Authors: Yaochen Hu, Mai Zeng, Ge Zhang, Pavel Rumiantsev, Liheng Ma, Yingxue Zhang, Mark Coates
Abstract: Graph Neural Networks (GNN) exhibit superior performance in graph
representation learning, but their inference cost can be high, due to an
aggregation operation that can require a memory fetch for a very large number
of nodes. This inference cost is the major obstacle to deploying GNN models
with \emph{online prediction} to reflect the potentially dynamic node features.

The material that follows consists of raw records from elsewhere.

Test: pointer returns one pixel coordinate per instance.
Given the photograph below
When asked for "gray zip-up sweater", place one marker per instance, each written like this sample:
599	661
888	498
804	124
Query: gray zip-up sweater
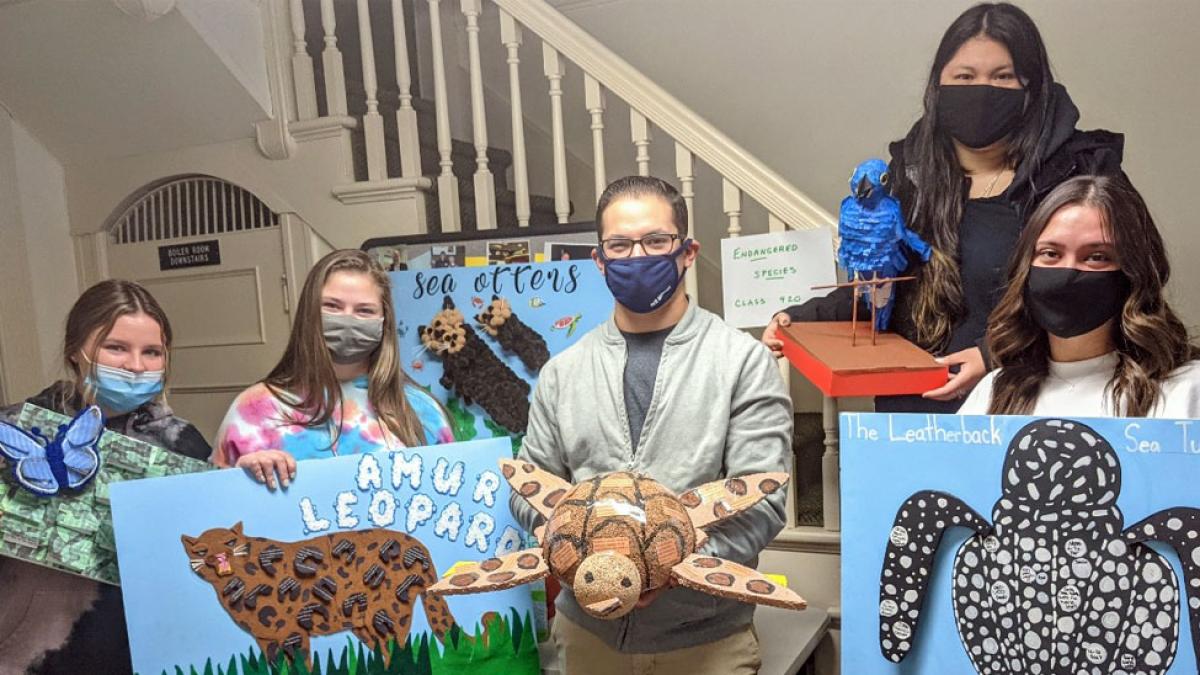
719	408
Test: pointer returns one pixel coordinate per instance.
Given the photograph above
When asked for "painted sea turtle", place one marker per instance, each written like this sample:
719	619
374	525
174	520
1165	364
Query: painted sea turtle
1055	586
618	535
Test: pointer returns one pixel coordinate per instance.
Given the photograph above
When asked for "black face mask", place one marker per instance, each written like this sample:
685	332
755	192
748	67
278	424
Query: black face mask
979	114
1071	302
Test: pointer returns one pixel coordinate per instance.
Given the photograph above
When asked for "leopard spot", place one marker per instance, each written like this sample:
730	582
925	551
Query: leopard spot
465	579
552	499
719	579
760	586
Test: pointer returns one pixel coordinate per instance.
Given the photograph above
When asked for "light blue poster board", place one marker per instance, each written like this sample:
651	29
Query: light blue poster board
450	497
888	458
559	300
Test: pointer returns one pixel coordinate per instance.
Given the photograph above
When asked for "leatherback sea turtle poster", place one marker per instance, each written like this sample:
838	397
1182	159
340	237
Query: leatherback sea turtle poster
1015	544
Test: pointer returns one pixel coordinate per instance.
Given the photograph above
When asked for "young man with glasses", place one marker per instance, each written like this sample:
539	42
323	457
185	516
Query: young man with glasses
666	389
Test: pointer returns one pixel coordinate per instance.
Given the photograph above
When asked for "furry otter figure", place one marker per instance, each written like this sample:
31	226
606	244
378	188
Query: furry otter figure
514	334
473	371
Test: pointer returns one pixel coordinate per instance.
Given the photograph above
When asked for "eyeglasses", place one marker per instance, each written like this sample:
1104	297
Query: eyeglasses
653	244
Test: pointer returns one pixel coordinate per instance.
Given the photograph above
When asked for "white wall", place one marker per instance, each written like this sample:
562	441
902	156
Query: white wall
811	88
37	269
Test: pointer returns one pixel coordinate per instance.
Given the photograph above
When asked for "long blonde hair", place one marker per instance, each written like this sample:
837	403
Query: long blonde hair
94	315
306	369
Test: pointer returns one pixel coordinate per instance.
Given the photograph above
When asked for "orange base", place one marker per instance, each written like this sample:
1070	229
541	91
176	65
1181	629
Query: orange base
822	352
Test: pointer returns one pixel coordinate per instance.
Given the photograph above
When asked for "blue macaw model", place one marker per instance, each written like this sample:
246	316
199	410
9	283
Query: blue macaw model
65	463
871	227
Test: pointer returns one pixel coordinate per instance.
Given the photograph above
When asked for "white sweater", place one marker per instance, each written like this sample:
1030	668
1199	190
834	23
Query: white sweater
1080	389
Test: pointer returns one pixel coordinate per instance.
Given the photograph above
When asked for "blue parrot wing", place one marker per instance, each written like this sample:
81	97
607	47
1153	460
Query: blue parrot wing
16	443
34	473
85	429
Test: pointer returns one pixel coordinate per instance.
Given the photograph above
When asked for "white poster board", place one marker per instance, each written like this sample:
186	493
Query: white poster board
765	273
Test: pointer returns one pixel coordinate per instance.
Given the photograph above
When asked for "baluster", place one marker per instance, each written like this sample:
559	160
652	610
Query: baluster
831	483
687	172
510	35
485	184
448	185
406	115
732	208
640	130
301	66
331	63
552	65
372	121
593	97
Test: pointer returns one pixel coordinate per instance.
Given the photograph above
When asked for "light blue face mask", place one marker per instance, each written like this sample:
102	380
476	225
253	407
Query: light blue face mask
121	390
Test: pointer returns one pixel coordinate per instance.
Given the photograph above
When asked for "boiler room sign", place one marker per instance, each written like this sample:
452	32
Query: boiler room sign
765	273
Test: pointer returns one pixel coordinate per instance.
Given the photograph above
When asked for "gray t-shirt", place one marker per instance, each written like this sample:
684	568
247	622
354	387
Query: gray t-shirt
642	354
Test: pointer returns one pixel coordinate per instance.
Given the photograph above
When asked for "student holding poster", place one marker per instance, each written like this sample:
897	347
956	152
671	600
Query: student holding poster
115	352
1084	328
339	387
996	135
666	389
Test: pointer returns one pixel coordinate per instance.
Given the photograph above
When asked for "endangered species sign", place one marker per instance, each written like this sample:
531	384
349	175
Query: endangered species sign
223	577
1017	544
765	273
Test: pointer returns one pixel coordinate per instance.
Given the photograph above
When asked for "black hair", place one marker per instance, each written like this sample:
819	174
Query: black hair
633	186
935	209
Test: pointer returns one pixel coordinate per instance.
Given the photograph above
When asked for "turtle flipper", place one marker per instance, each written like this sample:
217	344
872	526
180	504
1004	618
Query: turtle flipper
540	488
727	579
493	574
713	502
1180	529
906	566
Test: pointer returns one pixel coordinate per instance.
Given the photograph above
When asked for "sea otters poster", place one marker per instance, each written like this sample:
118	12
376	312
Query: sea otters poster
1015	544
477	338
328	575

To address this, we propose an approach to reduce the number of nodes that are
included during aggregation. We achieve this through a sparse decomposition,
learning to approximate node representations using a weighted sum of linearly
transformed features of a carefully selected subset of nodes within the
extended neighbourhood. The approach achieves linear complexity with respect to
the average node degree and the number of layers in the graph neural network.

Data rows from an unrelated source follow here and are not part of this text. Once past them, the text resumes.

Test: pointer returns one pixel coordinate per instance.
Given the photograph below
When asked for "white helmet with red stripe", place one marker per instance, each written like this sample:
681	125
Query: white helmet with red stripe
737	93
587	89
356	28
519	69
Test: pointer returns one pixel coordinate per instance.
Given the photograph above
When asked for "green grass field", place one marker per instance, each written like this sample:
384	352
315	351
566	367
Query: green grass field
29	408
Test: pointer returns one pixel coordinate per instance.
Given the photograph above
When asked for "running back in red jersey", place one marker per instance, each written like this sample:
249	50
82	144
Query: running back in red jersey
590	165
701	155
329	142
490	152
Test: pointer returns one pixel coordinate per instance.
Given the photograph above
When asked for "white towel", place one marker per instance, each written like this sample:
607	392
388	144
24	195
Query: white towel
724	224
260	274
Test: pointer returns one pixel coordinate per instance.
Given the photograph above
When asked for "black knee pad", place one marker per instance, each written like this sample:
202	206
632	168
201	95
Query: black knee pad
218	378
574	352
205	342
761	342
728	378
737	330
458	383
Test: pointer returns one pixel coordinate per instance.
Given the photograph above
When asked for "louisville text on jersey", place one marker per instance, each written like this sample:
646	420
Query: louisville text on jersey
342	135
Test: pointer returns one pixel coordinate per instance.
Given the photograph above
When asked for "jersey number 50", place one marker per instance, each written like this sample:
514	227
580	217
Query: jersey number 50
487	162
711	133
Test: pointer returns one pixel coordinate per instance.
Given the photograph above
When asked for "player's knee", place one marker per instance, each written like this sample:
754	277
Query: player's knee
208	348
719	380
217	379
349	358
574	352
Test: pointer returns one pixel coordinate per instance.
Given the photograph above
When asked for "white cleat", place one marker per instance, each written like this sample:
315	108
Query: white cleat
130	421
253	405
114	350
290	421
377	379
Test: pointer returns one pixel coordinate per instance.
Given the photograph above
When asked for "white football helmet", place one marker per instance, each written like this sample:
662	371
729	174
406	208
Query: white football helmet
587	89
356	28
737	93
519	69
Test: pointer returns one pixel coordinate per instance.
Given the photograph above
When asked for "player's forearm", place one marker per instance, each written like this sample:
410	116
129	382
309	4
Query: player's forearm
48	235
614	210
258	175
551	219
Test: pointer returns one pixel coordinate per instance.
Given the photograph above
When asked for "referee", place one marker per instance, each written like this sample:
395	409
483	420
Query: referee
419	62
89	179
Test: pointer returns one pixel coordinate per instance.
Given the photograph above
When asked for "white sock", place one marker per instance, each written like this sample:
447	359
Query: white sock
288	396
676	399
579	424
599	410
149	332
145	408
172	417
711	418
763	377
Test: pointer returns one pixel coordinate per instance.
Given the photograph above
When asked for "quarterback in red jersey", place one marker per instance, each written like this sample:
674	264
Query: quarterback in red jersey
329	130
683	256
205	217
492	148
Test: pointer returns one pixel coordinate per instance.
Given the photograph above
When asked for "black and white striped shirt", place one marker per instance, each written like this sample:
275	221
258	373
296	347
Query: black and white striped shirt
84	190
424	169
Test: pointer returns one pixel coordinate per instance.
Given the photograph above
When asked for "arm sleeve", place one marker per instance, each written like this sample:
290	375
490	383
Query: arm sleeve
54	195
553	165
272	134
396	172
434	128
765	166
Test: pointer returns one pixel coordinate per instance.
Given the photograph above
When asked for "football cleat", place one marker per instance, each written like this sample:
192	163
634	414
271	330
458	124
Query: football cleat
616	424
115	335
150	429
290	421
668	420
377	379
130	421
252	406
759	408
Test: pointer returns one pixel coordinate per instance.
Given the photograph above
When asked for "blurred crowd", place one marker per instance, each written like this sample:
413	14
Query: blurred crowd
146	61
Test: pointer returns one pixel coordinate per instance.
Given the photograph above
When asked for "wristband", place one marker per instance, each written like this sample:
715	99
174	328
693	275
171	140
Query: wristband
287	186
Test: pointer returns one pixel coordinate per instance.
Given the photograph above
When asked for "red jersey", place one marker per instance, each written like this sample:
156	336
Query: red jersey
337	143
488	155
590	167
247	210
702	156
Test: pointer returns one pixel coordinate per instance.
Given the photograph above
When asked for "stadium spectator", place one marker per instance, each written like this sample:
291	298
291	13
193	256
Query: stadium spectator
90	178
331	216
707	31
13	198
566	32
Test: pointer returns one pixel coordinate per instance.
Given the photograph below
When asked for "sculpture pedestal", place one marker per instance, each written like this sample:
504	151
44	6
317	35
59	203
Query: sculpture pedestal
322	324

We introduce an algorithm to compute the optimal parameters for the sparse
decomposition, ensuring an accurate approximation of the original GNN model,
and present effective strategies to reduce the training time and improve the
learning process. We demonstrate via extensive experiments that our method
outperforms other baselines designed for inference speedup, achieving
significant accuracy gains with comparable inference times for both node
classification and spatio-temporal forecasting tasks.
Source: http://arxiv.org/abs/2410.19723v1